En ese definitivo paso por el Igls abrió distancia el danés Michael Valgren, ganador de la Omloop y la Amstel este año, que puso todo su empeño en que su aventura en solitario llegara a buen puerto, pero estaba destinada al fracaso. En parte por lo arriesgado de su decisión -que siempre se agradece- y porque un equipo al que apenas habíamos visto hizo acto de presencia. De Francia solo habíamos percibido hasta ese instante que por ahí andaba Thibaut Pinot y que a Barguil le había mirado un tuerto en la salida. Guardándose al favorito, al aprendiz, a Julian Alaphilippe.

Y tan guardado estaba, que cuando llegó el momento de la verdad, se quedó clavado. El de Quick-Step no pudo con las durísimas rampas del Gramartboden, o como lo conocen por allí, el Höll, que significa "infierno". Aún le queda al aprendiz. Con el pelotón resquebrajándose a base de gente retorciéndose del dolor de semejantes rampas que alcanzaban el 28%, Michael Woods, con el maillot de Canadá enfundado, encontró el resquicio de fuerza para probar un movimiento y seleccionar del todo la carrera. A su rueda aguantaron el galo Romain Bardet, el italiano Gianni Moscon y el español, el eterno Alejandro Valverde. Con Moscon perdiendo terreno -para alegría de muchos- y Dumoulin intentando conectar con su particular ritmo, llegó el descenso. Cuatro hombres se iban a jugar el arcoíris.

Por una vez, la cordura se impuso a su favor. Valverde, sabedor de ser el más rápido de los cuatro con opciones reales, vigiló a sus rivales en la bajada y en el llano posteriores al puerto. Incomprensiblemente, ni Michael Woods ni Romain Bardet intentaron poner nervioso al murciano en la aproximación a meta, quizás esperando la llegada definitiva de Dumoulin, lo que, por otra parte, hubiera sido aún peor para sus intereses.

Con Sagan, quien le entregó el oro, de fondo, celebró Valverde su conquista. (foto: Jozeb Jakubco)

Ante esa situación, Valverde llegó a un terreno donde se mueve como pez en el agua, e hizo perfecto el trabajo más que correcto de todos sus compañeros de la selección española. Con un sprint larguísimo, lleno de 38 años de coraje e ilusión, el sueño se convirtió en real. La impotencia de fracasos del pasado se tornó en un llanto incontrolable, mezclado con una sonrisa de alivio. Como si fuera un cadete, Valverde celebró su enésima, y quizás más importante, victoria en esto del ciclismo.

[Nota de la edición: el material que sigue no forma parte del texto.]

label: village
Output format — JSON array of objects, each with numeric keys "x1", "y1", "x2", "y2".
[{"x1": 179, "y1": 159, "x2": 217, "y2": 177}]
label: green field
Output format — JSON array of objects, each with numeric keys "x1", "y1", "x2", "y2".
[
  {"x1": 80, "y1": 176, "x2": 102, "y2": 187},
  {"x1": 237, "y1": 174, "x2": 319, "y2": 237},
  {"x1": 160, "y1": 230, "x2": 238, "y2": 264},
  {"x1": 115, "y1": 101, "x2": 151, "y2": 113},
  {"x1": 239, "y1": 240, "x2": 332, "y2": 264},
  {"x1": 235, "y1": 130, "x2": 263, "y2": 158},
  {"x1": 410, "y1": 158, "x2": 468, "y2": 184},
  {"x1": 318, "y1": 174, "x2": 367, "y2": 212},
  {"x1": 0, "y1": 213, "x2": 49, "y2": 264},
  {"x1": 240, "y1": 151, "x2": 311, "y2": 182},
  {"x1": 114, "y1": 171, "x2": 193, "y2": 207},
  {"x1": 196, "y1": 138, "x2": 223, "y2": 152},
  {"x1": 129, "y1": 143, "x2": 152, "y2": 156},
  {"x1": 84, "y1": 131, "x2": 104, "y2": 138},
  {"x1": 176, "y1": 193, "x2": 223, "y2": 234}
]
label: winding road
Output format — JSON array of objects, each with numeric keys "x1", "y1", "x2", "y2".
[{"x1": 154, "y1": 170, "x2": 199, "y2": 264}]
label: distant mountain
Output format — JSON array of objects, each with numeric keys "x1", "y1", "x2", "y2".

Plata en Hamilton 2003, plata en Madrid 2005, bronce en Salzburgo 2006, bronce en Valkenburg 2012, bronce en Florencia 2013 -qué esperpento, todavía hoy...-, bronce en Ponferrada 2014. El ciclismo, ese que tanto le había dado, le seguía debiendo algo. Esta vez, ni una nueva cuestionable preparación de la temporada, ni las prisas desde Granada a Innsbruck antes mencionadas y ni siquiera una mala lectura de carrera -por favor Florencia- serían excusas ni se cruzarían en su camino al arcoíris.

Me reservo este último párrafo para una opinión más personal. No se puede negar, Valverde es un ganador más del pasado que del futuro. Diez años de edad más que el anterior campeón es una generación de diferencia, pero el murciano, empeñado en vivir en una eterna juventud a pesar de trabas como la caída grave del Tour'17, se resiste a aceptarlo, para jolgorio de sus aficionados, que olvidan su pasado, y resquemor de sus detractores, que no recuerdan que pagó por sus errores. Disfrutemos de este Valverde y del arcoíris de 2019, y también seamos críticos. De esta forma, quizá algún día todos podamos celebrar juntos, sin dudas y sin el papel albal conspiranoico en la cabeza el triunfo de un ciclista en lo más alto de su profesión.